Après des années d’études en Occident au frais du gouvernement, je revins au pays, avec toute la hâte de rencontrer enfin physiquement Farida, une jolie fille musulmane dont j’avais fait la connaissance sur un site Internet. Émerveillé en découvrant tout le confort dans lequel elle vivait à Cocody, j’eus honte de présenter cette fille de bonne famille à mes parents qui logeaient eux, dans leur vieil habitat délabré, dans un quartier précaire. J’inventai une histoire à ma fiancée, en lui disant que mes parents avaient perdu la vie dans un accident. Le faux orphelin que j’étais, et qui avait obtenu un poste juteux dès son retour de voyage, se maria avec Farida, sous la bénédiction et en présence de toute sa famille. Mon épouse et moi habitions une villa cossue, dans le quartier résidentiel de la Riviéra Bonoumin. Trois ans après notre mariage, Farida ne m’avait pas encore donné ne serait-ce qu’un enfant. Notre demeure, belle, grande et spacieuse, n’avait besoin pourtant que de la présence d’un bébé pour que ses couleurs aient un sens. Inquiets, ma femme et moi finîmes par aller en consultation. Le docteur nous certifia que nous étions tous les deux fertiles, compatibles en sus, et qu’il trouvait notre échec de procréation assez incongru. Toutefois, il nous recommanda des astuces, et nous prescrivit une ordonnance. Ses conseils et ses médicaments ne purent toujours rien dans la résolution de notre problème. Farida et moi sollicitâmes les services de bien d’autres experts aussi bien nationaux qu’internationaux. Malgré cela, le problème de notre aridité demeurait inexplicable, des années encore après.

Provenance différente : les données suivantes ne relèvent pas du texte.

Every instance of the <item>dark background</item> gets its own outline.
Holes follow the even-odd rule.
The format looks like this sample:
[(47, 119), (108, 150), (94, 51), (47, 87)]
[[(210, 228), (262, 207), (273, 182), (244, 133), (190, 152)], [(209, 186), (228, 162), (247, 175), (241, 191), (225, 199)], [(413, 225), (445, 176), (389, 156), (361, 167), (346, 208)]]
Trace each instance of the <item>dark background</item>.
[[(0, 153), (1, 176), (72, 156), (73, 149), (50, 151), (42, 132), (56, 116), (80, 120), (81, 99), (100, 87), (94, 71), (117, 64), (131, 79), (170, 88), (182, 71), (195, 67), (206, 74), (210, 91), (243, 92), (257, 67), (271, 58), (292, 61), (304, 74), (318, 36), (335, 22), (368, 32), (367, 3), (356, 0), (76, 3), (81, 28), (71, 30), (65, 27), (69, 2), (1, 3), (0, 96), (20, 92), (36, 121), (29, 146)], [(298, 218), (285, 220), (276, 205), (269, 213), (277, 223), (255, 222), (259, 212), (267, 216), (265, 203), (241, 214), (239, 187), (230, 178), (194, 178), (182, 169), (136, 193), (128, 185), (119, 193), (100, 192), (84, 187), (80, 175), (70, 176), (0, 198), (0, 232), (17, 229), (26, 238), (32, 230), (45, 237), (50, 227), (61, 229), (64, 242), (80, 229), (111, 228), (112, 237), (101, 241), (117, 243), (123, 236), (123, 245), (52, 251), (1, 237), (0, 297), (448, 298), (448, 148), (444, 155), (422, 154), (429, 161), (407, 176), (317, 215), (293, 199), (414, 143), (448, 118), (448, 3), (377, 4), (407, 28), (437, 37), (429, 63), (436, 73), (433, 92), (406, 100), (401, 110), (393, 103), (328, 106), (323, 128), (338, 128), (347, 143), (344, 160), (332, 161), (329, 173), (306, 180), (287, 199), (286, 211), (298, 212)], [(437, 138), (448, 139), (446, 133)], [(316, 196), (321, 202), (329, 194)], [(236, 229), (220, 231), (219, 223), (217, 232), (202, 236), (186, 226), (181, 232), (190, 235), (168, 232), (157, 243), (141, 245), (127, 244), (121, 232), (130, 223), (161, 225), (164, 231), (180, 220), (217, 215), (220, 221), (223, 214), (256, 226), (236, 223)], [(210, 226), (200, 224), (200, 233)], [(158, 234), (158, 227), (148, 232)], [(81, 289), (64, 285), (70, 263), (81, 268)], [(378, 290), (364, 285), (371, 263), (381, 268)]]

Puis un jour que ma femme revint de la mosquée, elle me dit avoir expliqué notre problème à l’imam. Ce dernier voulait nous parler à tous les deux. Il se racontait que le guide islamique en question était un homme atypique, qui savait les secrets et le pouvoir du coran. Les fidèles disaient aussi qu’il avait un sixième sens. Je n’y croyais pas trop personnellement jusqu’à ce que mon épouse et moi partîmes à sa convocation. Vêtu d’un boubou blanc, son chapelet en main avec un coran près de ses jambes croisées, le guide religieux me posa des questions sur ma vie, et notamment ma famille, dans la salle de prière couverte de nattes où nous étions. Il fronça les sourcils quand je lui affirmai être orphelin. Mais ce qui me percuta fut la question qui suivit :
- Tu es sûr que tu es orphelin ?
J’étais resté silencieux, en me demandant comment était-ce possible qu’il me fasse cette interrogation intriguante. Face à mon silence, il feuilleta les pages du livre saint, s’arrêta à un chapitre, lut certains versets arabiques qu’il semblait connaître par cœur. Soudain, il fit une déclaration sidérante qui me convainquit plus que jamais qu’il n’était pas un homme ordinaire : - Ibrahim, tu dis que tes parents sont morts, et pourtant je les vois sur les pages du coran, se plaignant de leur pauvreté, pendant que toi tu es dans une rivière de miel.
Ma femme me regarda, les yeux hagards. L’imam continua sous ma grande stupéfaction :
- Tes parents sont-ils en vie ou pas. Réponds véridiquement à cette question avant que je ne vous révèle où se situe votre problème d’infertilité.
Je me mis à sangloter en passant aux aveux, les mains cherchant les épaules de ma femme : - Farida, pardonne-moi. Je te présente mes excuses. L’imam a raison, mes parents vivent encore. Quand je t’ai rencontrée et ai vu toute l’opulence de laquelle tu découlais, j’avais honte que ta famille et toi découvriez la précarité des miens. Alors j’ai dû te mentir qu’ils sont morts, pour que tu me considères comme une personne de bonne famille.
- Ibrahim, tu te rends compte de ce que tu as fait ? C’est monstrueux ! Que tes parents vivent dans un trou, je t’aurais quand même suivi. L’amour ne regarde pas tout ça. Pourquoi m’avoir épousée en l’absence des tiens alors que tu sais très bien qu’ils sont là ? Tu te rends compte de ce que tu as fait ? Je ne sais pas si je pourrai continuer à vivre avec toi. Tu as attiré sur nous la malédiction !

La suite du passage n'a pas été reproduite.